GRAIL develops technology for the muli-cancer early detection (MCED), and has developed an MCED test, Galleri, that detects cancer-derived cell-free DNA (cfDNA) fragments in plasma. Studies of the UK Biobank proteomics data (Papier et al, 2024, Nature Communications) and in other cohorts have suggested that plasma proteins may have the potential to additionally serve as biomarkers for early cancer detection. However, it is not yet clear whether proteins could robustly detect cancer in a clinical implementation, or whether they could complement cfDNA for cancer detection.
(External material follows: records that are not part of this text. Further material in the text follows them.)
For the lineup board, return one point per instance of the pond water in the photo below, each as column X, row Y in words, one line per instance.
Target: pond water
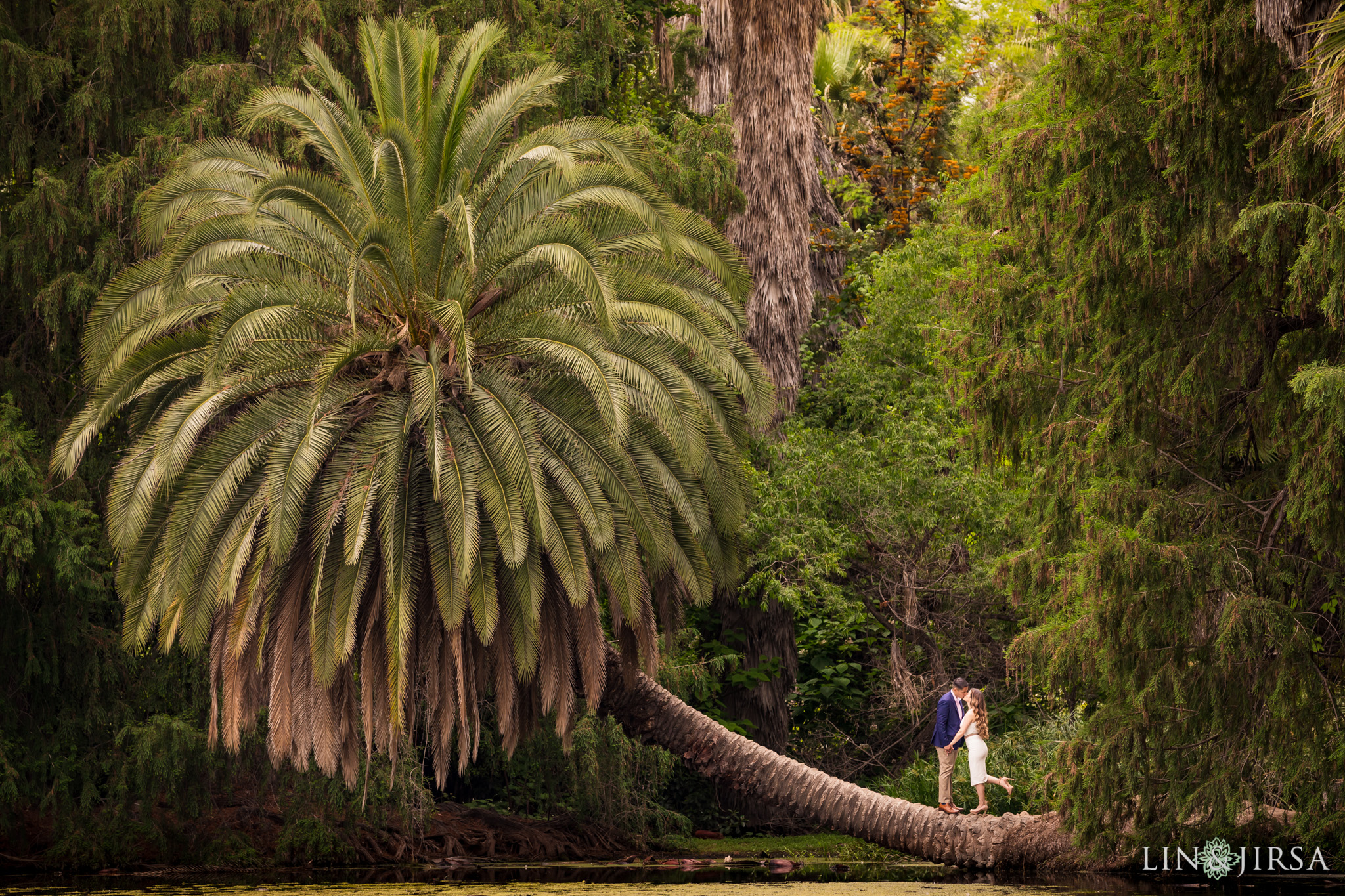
column 575, row 879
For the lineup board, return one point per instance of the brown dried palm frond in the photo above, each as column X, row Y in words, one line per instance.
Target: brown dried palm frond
column 407, row 422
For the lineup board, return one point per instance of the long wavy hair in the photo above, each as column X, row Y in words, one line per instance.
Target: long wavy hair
column 978, row 706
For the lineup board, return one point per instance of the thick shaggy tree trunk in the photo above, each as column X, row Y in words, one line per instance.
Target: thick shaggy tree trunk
column 653, row 715
column 767, row 636
column 772, row 96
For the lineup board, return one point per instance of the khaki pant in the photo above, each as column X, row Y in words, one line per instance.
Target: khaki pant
column 947, row 762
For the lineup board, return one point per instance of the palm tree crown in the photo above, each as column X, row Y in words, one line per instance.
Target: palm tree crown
column 418, row 413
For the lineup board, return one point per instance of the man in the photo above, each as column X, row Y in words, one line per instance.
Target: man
column 947, row 720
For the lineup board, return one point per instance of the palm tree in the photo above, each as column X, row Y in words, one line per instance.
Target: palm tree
column 399, row 419
column 772, row 114
column 404, row 414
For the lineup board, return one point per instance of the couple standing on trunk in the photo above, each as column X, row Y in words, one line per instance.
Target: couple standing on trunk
column 956, row 725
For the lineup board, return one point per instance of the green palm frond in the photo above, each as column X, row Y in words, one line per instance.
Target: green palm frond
column 418, row 413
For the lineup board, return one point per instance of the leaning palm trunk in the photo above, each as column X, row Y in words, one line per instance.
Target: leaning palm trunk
column 651, row 714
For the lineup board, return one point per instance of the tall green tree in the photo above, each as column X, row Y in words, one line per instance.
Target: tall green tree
column 1153, row 335
column 430, row 405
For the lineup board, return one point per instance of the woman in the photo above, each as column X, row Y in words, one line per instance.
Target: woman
column 975, row 727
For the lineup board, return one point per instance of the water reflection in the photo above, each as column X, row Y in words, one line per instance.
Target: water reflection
column 577, row 879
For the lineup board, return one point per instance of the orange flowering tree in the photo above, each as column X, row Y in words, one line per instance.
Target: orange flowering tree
column 910, row 68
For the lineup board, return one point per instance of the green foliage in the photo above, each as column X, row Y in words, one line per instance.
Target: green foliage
column 418, row 402
column 875, row 523
column 693, row 161
column 1152, row 336
column 604, row 778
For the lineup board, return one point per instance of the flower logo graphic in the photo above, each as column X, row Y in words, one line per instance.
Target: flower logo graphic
column 1216, row 859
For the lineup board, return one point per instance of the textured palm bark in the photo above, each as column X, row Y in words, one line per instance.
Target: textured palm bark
column 772, row 96
column 1287, row 23
column 653, row 715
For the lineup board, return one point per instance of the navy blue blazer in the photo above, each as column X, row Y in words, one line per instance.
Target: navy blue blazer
column 946, row 721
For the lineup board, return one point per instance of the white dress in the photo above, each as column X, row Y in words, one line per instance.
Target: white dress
column 977, row 752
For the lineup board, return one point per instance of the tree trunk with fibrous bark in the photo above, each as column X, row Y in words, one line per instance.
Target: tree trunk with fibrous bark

To develop plasma proteins as a cancer biomarker, it’s critical to identify proteins that exhibit consistent performance as a cancer biomarker across a broad range of patient populations (age cohorts, sex, and ethnicity). We propose to use the UK Biobank cohort to determine whether proteins associated with cancer status display robust detection of cancers across different age cohorts, ethnicities, and sex and whether a model trained on these cancer biomarker proteins produces reliable results on the UK Biobank cohort across these potential confounders.
If we are able to generate a model predictive of cancer status that is robust to these confounders, we will assess whether the cancer predictions made by this model complement cfDNA-based cancer predictions made by GRAIL’s Galleri test, either by identifying new cancers not identified by cfDNA, or by identifying “false positive” samples that display cfDNA signal that is not derived from a cancer. If complementarity is identified, there may be an opportunity to incorporate protein analyses into future iterations of GRAIL’s cancer detection and monitoring products, improving cancer detection and treatment.